'tricks in keras sequential model

I have a Keras CNN model and I'm trying to recreate the same model using tensorflow v1 API. But I noticed even though the model structures are the same, their performance are very different, Keras model performance is always better. So I wonder if there is any well known tricks or optimizations enabled by default in Keras Sequential model.

The dataset I used is https://www.kaggle.com/trolukovich/food11-image-dataset. This is my Keras model and the parameters here are just something arbitrary.

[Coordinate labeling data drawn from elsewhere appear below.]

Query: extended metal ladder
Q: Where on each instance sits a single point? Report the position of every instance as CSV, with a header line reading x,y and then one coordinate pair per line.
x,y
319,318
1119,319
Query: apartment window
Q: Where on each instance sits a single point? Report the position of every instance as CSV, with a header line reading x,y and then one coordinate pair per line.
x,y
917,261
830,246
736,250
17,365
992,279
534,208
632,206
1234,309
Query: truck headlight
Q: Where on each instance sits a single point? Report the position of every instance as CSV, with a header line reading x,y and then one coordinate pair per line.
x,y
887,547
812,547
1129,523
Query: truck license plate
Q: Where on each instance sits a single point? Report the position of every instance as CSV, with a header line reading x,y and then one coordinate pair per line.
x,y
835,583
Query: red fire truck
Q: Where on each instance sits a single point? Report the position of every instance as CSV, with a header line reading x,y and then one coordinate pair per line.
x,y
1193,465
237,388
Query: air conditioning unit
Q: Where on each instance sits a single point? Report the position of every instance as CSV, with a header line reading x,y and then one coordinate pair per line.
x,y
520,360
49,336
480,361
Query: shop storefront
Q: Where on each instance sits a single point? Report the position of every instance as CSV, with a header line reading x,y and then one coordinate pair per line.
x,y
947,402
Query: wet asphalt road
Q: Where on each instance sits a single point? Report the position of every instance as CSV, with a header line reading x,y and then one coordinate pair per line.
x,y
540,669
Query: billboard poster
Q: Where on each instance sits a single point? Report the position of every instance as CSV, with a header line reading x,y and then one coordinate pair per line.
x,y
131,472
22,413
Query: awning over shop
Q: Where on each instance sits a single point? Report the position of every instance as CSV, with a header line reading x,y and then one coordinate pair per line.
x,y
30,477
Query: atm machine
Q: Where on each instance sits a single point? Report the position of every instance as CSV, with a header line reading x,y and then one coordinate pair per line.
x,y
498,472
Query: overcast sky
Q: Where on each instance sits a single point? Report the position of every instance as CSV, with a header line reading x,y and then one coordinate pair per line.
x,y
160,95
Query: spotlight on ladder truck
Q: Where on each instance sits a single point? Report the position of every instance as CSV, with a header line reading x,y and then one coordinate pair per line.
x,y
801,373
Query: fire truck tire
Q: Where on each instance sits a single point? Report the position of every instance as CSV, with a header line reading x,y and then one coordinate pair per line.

model = models.Sequential()
model.add(layers.Conv2D(4, (8, 8), 
          padding='SAME',
          activation='relu', 
          input_shape=(128, 128, 3), 
          kernel_initializer='random_normal'))
model.add(layers.MaxPooling2D((2, 2),  padding='SAME'))
model.add(layers.Conv2D(8, (8, 8), 
          activation='relu', 
          padding='SAME', 
          kernel_initializer='random_normal'))
model.add(layers.MaxPooling2D((2, 2), padding='SAME'))
model.add(layers.Flatten())
model.add(layers.Dense(16, activation='relu', kernel_initializer='random_normal'))
model.add(layers.Dense(11, kernel_initializer='random_normal'))

model.compile(optimizer='adam',
              loss=tf.keras.losses.SparseCategoricalCrossentropy(from_logits=True),
              metrics=['accuracy'])

And this is the model in tensorflow v1 API

def assemble_graph(g):
  with g.as_default():
    # code for input
    image_paths = tfv1.placeholder("string", [None], "image_path")
    labels = tfv1.placeholder("int32", [None], "y")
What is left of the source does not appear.